About Plotting and Planning

Last week I ran a three-hour MA class on plotting at City University. Apart from being one of the scariest things I have ever said yes to (and I admit this as a constant yes-person), planning the session coincided with a small sea-change in my working process.

If you have even glanced at some of my previous posts, you will have gleaned that, in NaNoWriMo parlance, I am a pantser, not a plotter. This means that I start out with an idea and write an incredibly messy and unwieldy first draft – essentially a process of discovery, where I find out about my setting, characters and story.

However, while it can be enormously exciting, this process is quite lengthy – I have to do at least another draft before anyone sees it. So, while the quick-and-dirty first draft (or, as I like to call it Draft Zero) takes only a couple of months, the picking apart and re-ordering of what I have produced can take anything up to a year.

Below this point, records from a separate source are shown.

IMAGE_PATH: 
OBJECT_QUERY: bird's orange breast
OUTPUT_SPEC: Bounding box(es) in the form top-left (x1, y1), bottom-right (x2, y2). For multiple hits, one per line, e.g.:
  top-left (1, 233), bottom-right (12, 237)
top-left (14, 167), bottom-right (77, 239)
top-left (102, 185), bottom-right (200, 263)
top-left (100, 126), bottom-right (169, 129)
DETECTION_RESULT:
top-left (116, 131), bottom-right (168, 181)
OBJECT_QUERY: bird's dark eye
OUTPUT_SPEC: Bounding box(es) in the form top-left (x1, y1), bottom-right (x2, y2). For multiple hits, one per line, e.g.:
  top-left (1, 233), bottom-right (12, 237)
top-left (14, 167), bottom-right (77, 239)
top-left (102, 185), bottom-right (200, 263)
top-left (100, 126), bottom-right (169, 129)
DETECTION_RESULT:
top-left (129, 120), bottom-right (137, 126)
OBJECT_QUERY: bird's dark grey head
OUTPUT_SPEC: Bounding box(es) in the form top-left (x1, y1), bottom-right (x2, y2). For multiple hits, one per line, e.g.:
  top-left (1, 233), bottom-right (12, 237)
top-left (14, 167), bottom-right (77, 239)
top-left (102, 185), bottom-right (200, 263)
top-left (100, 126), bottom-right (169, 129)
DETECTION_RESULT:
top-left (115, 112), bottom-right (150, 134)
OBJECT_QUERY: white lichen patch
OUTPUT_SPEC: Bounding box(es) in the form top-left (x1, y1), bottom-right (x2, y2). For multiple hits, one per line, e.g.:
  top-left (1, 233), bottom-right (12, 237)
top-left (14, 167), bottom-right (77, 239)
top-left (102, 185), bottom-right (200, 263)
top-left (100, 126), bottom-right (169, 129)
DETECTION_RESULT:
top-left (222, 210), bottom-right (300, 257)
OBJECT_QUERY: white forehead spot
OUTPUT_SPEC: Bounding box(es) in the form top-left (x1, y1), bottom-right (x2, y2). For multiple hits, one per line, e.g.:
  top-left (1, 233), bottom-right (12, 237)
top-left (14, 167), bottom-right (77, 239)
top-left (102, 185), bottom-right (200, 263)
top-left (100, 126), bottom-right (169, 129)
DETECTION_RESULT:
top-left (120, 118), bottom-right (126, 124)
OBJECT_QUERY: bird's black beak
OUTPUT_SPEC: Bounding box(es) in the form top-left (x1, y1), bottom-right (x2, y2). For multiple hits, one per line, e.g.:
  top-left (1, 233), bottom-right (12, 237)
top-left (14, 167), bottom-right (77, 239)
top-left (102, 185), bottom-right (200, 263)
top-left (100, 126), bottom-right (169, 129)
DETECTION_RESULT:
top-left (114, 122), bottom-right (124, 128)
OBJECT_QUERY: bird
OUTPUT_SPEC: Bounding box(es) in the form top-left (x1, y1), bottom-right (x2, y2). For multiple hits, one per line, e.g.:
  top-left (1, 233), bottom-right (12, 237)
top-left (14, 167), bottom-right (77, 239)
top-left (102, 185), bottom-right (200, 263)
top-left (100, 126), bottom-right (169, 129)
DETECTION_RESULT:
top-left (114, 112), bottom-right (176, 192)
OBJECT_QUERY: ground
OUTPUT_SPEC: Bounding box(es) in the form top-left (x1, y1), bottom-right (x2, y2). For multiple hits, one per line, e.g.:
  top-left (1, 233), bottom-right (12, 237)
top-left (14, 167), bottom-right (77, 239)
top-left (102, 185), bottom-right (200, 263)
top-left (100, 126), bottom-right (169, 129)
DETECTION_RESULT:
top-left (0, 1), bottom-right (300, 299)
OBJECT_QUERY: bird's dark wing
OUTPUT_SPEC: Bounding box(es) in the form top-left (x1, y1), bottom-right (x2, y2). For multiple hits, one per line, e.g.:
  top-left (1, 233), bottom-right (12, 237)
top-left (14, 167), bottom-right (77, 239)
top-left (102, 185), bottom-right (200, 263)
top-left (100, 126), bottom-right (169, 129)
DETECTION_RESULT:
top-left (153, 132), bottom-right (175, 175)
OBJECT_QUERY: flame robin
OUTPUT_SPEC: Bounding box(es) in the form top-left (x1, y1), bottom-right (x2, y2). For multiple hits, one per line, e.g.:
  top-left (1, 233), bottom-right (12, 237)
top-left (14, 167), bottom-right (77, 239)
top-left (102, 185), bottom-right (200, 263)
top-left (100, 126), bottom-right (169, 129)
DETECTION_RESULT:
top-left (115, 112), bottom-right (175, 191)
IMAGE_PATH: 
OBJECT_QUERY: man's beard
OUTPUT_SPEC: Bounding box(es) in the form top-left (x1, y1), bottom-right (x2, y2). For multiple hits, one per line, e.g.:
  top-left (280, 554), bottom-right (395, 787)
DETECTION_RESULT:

I am currently working on my fourth novel. I am contracted to produce one novel a year. And I did have a whole year to produce each of my first two novels, CUCKOO and EVERY VOW YOU BREAK. Indeed, as has been noted by other writers, you have your whole life to date to produce your first novel. And you can happily work on your second without too much distraction while waiting for your first to go through the publication process.

However, there did seem to be a month or so’s slippage on the year’s deadline between first and second, and then, with TARNISHED, which is out in March, everything got pushed back even further so that, whereas with CUCKOO I was dealing with the copy edits (the final stage – allegedly – of author involvement in editing) in July, a full eight months before publication, I got my hands on the  TARNISHED copy edits in December, just three months before it comes out.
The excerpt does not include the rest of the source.